Technical information
- Licensing authority: FCC
- Facility ID: 57623
- Class: D
- Power: 1,000 watts (day only)
- Transmitter coordinates: 34°31′42″N 87°42′41″W﻿ / ﻿34.52833°N 87.71139°W

Links
- Public license information: Public file; LMS;

= WKAX =

WKAX (1500 AM) is a radio station licensed to serve Russellville, Alabama. The station is owned by Pilati Investments, Inc., and was operated under a local marketing agreement by Knox Media Group. It airs an urban gospel format from sunrise to sunset.

==History==
WKAX signed on as a new AM radio station with 1,000 watts of power, daytime only, at 1500 kHz on April 3, 1974. The station was put on the air under the ownership of the Russellville Broadcasting Co., Inc.

In December 1978, Russellville Broadcasting Co., Inc., reached an agreement to sell this station to Cumberland Foundation, Inc. The deal was eventually approved by the FCC on March 13, 1981.
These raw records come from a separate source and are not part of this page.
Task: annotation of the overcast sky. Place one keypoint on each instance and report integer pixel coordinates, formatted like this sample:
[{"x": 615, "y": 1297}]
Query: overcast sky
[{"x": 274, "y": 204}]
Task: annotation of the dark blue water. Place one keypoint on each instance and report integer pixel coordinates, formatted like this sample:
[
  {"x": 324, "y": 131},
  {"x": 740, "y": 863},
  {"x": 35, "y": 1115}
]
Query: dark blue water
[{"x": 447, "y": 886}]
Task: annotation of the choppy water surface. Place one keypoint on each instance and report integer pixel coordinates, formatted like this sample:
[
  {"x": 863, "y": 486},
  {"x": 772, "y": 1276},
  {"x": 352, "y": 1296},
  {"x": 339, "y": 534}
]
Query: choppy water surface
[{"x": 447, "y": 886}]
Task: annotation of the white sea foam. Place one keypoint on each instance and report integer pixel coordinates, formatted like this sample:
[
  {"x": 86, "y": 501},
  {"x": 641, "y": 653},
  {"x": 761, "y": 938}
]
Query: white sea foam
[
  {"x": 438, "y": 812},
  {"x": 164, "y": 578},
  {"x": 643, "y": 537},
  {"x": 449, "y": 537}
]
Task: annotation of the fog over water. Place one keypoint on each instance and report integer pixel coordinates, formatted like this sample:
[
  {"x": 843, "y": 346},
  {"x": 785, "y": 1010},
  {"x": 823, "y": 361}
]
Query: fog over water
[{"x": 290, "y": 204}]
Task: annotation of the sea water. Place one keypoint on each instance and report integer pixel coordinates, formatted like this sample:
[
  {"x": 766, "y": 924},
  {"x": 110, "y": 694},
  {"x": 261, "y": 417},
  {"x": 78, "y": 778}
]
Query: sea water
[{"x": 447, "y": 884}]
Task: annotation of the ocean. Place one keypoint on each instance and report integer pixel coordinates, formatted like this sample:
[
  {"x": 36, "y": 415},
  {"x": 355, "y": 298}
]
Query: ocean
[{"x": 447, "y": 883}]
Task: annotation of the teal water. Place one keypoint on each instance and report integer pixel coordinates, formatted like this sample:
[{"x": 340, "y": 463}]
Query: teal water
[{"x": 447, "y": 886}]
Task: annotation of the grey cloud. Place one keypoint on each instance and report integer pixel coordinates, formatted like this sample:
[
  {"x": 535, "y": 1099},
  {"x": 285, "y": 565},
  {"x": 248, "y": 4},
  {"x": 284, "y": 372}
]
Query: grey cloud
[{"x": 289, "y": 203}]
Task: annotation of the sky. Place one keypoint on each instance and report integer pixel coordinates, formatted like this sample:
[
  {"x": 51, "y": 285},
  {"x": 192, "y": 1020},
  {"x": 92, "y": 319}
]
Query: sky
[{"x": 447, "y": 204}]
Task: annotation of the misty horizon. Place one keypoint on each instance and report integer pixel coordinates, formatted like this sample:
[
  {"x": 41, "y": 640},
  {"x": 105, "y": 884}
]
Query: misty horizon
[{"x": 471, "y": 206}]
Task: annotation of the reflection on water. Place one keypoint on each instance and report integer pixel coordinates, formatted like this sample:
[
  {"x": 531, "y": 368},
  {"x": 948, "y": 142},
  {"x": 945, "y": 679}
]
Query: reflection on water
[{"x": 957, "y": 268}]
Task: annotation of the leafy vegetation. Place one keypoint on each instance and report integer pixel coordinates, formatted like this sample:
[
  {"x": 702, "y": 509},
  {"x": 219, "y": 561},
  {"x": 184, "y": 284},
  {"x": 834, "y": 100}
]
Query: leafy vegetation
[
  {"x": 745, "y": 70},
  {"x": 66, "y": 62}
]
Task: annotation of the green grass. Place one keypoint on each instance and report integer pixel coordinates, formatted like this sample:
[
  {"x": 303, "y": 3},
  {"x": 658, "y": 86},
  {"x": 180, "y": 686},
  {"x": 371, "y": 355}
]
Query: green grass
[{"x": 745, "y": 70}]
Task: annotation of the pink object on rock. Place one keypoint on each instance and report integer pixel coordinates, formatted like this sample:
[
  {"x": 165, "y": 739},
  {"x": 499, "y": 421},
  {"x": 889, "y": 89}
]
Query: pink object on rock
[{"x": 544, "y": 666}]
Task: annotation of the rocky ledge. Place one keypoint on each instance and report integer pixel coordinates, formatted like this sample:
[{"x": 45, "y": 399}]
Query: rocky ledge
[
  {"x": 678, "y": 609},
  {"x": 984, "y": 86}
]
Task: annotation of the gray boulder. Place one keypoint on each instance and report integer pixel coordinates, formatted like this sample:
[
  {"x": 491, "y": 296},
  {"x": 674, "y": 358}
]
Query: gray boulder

In January 1988, Cumberland Foundation, Inc., made a deal to sell this station to William Perkins. The deal was approved by the FCC on February 29, 1988.

In September 1990, William Perkins reached an agreement to sell this station to Ronnie E. Underwood. The deal was approved by the FCC on October 24, 1990, and the transaction was consummated on November 10, 1990. In January 1991, Ronnie E. Underwood transferred the license for this station to a partnership co-owned by Ronnie E. Underwood and his wife Wanda P. Underwood. The shift was approved by the FCC on January 16, 1991, and the transaction was consummated on February 1, 1991.

In November 1999, Ronnie E. and Wanda Underwood (spouses) agreed to sell this station to Jamar Communications Inc. (Marshall R. Moore, president) for a reported sale price of $65,000. The deal was approved by the FCC on December 13, 1999, and the transaction was consummated on January 18, 2000.

In December 2005, Jamar Communications Inc. contracted to sell this station to Pilati Investments Inc. for a cash and debt combined sale price of $55,000. The deal was approved by the FCC on June 1, 2006, and the transaction was consummated on July 6, 2006.